Overcome by the feelings suddenly excited by this news, Natalie sank again upon her seat and covered her face with her hands. Tears gushed out between her delicate, slender fingers; her whole being was in violent, feverish commotion. Then, raising her arms toward heaven, with a celestial smile, while the tears overflowed her face, she said: “I am, then, no longer a homeless orphan; I have a fatherland, and my mother was an empress!”
Count Orloff respectfully kissed the hem of her garment.
“You are the daughter of an empress,” said he, “and will yourself be an empress! That was what Paulo wished, and therefore have they condemned him as a criminal. What he was unable to accomplish must be done by me, and for that purpose have I come. Princess Natalie, your fatherland calls you, your throne awaits you! Follow me to your crowning in the city of your fathers–follow me, that I may place the crown of your grandfather, Peter the Great, upon your noble and beautiful head!”
THE WARNING
From this time forward Alexis Orloff was the inseparable companion of Natalie. With the most reverential submission, and at the same time with the tenderest affection, seemed he to be devoted to her, and equally to adore her as his empress and his beloved.
He took pains to represent to her that she was necessarily and inevitably destined to become an empress.
And she had comprehended him but too well. Ambition was awakened in this young maiden of eighteen years; it was an imperial crown that called her–why should she not listen to this call coming from the lips of one in whom she had unlimited confidence, and toward whom she felt infinitely grateful?

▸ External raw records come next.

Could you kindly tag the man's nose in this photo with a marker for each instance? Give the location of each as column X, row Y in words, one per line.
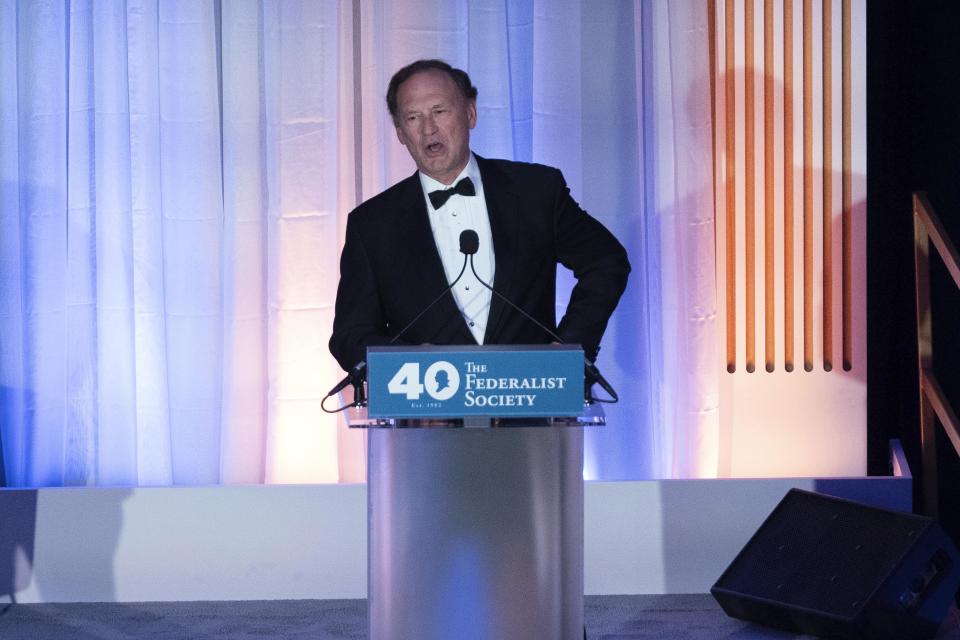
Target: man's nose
column 429, row 124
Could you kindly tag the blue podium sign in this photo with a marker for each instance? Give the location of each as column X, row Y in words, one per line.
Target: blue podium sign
column 455, row 381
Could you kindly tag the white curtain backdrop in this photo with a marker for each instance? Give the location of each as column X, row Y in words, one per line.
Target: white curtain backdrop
column 174, row 183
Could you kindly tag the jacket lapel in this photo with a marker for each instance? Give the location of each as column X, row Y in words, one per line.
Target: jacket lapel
column 501, row 208
column 444, row 323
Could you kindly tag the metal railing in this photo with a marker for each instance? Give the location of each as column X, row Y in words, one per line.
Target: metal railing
column 934, row 404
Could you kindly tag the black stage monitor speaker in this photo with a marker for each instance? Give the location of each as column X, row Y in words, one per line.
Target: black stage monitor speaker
column 838, row 569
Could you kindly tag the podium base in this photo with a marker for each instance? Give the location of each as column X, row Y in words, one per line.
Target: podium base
column 475, row 534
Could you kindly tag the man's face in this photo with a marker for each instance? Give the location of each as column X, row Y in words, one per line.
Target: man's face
column 433, row 123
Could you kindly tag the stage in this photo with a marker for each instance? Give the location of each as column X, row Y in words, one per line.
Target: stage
column 308, row 542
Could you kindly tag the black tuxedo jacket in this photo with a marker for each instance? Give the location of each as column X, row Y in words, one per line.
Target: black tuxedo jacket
column 390, row 269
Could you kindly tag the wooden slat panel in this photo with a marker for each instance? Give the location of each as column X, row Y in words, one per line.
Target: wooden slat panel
column 789, row 279
column 847, row 188
column 730, row 165
column 769, row 206
column 749, row 205
column 807, row 185
column 827, row 84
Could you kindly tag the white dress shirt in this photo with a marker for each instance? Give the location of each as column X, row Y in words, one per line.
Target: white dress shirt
column 456, row 215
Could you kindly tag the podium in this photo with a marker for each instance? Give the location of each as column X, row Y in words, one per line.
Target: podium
column 475, row 523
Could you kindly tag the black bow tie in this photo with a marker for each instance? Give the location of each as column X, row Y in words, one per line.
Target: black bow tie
column 464, row 187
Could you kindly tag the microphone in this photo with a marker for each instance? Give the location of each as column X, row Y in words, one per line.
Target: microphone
column 469, row 243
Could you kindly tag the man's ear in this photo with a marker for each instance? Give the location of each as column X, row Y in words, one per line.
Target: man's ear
column 472, row 113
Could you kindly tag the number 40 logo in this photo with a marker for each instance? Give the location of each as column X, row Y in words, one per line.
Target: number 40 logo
column 441, row 381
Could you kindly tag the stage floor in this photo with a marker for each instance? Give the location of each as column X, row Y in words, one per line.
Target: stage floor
column 653, row 617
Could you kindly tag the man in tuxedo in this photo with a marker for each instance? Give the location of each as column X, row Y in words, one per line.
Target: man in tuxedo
column 402, row 246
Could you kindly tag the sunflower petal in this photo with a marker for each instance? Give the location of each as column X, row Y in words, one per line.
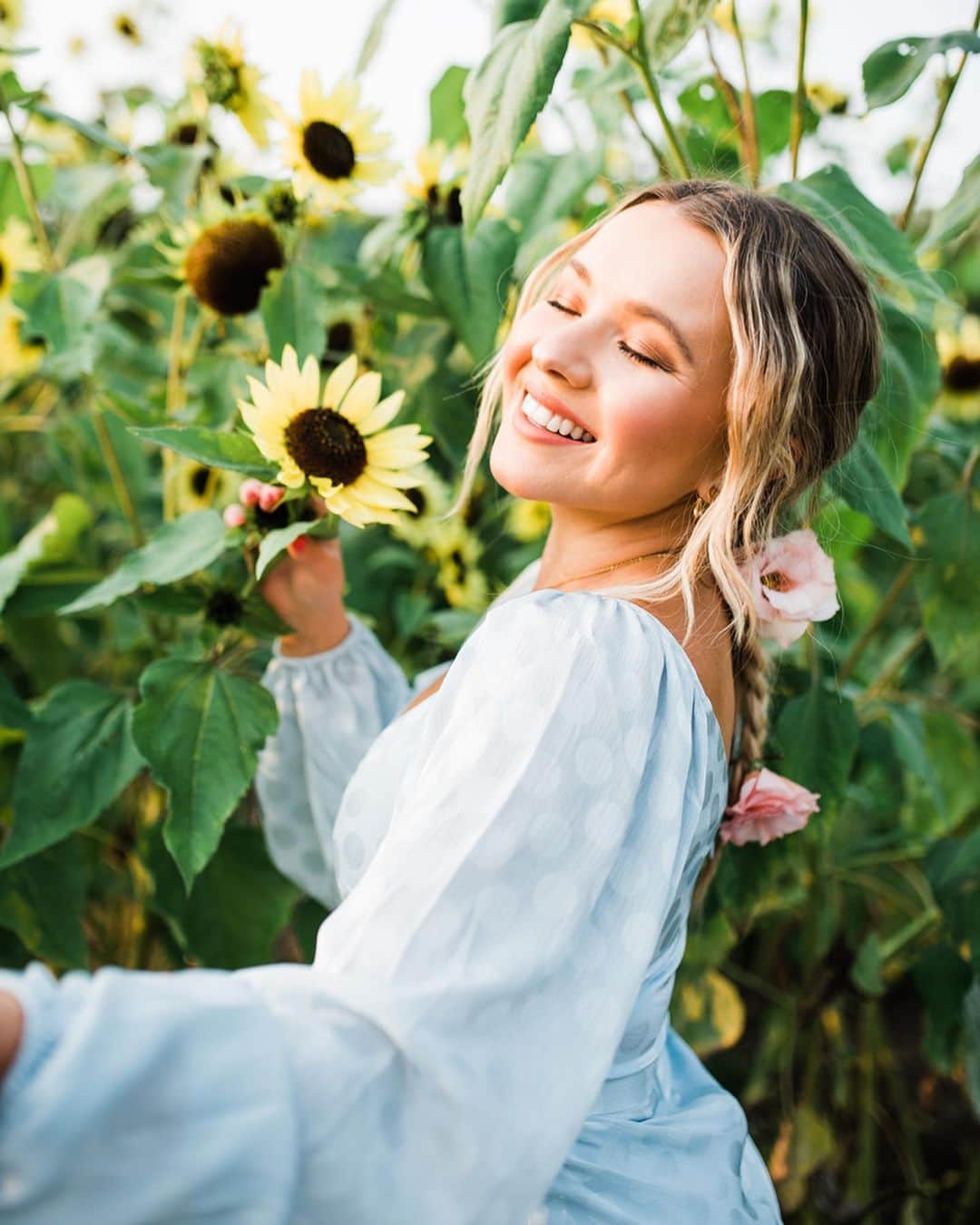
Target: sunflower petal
column 338, row 382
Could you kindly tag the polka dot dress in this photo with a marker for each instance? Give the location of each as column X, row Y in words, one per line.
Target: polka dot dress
column 484, row 1034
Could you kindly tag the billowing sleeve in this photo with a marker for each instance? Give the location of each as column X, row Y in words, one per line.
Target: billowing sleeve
column 331, row 707
column 438, row 1057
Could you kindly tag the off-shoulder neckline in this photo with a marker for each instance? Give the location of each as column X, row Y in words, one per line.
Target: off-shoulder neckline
column 662, row 630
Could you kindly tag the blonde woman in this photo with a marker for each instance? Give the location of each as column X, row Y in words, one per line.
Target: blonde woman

He had unfolded and explained all to her. He had told her of her mother, the good Empress Elizabeth, who had made Russia so great and happy; he had explained to her how Count Paulo Rasczinsky had flown with her on the day of her mother’s death, in order to preserve her from the pursuits of her mother’s successor, the cunning and cruel Peter III., and to insure to her the realm at a later period. He had then spoken to her of Catharine, who had forcibly possessed herself of the throne of her unworthy husband, and taken the reins of government into her own hands. He had spoken to her of Catharine’s cruelty and despotic tyranny; he had told her that all Russia groaned under the oppression of this foreigner, and that a universal cry was heard through the whole realm, of lamentation and longing, a cry for her, the Russian princess, the grand-daughter of Peter the Great, the daughter of the beloved Elizabeth.
“You are called for by all these millions of your oppressed subjects now trodden in the dust,” said he; “toward you they stretch forth their trembling hands, from you they expect relief and consolation, from you they expect happiness!”
“And I will bring them happiness,” exclaimed Natalie, with emotion. “I will dry the tears of misery and console the suffering. Oh, my people shall love me as my mother once did!”
“The noblest of the land have pledged their property and their lives to give you back to your people,” said Orloff; “we have solemnly sworn it upon the altar of God, and for the attainment of this end no one of us will shun want or death, treason or revolt. Look at me, Natalie! I stand before you a traitor to this empress, to whom I have sworn faith and obedience; she has heaped favors upon me, and at one time I was even passionately devoted to her! But Count Paulo awoke me from that intoxication; he roused me from the condition of a favorite of the empress; he taught me to see the cruel, bloodthirsty empress in her true form; he spoke to me of your sacred rights, and when I recognized and comprehended them, I collected myself, vowed myself your knight, devoting myself to the defence of your rights, and swore to leave no artifices, no dissimulation, nor even treason itself, unessayed for the promotion of this great, this sublime object! Princess Natalie, for your sake I have become a traitor! The admiral of the Russian fleet, he whom the world calls the favorite of the empress, Count Alexis Orloff, lies at your feet and swears to you eternal faith, devotion, and adoration!”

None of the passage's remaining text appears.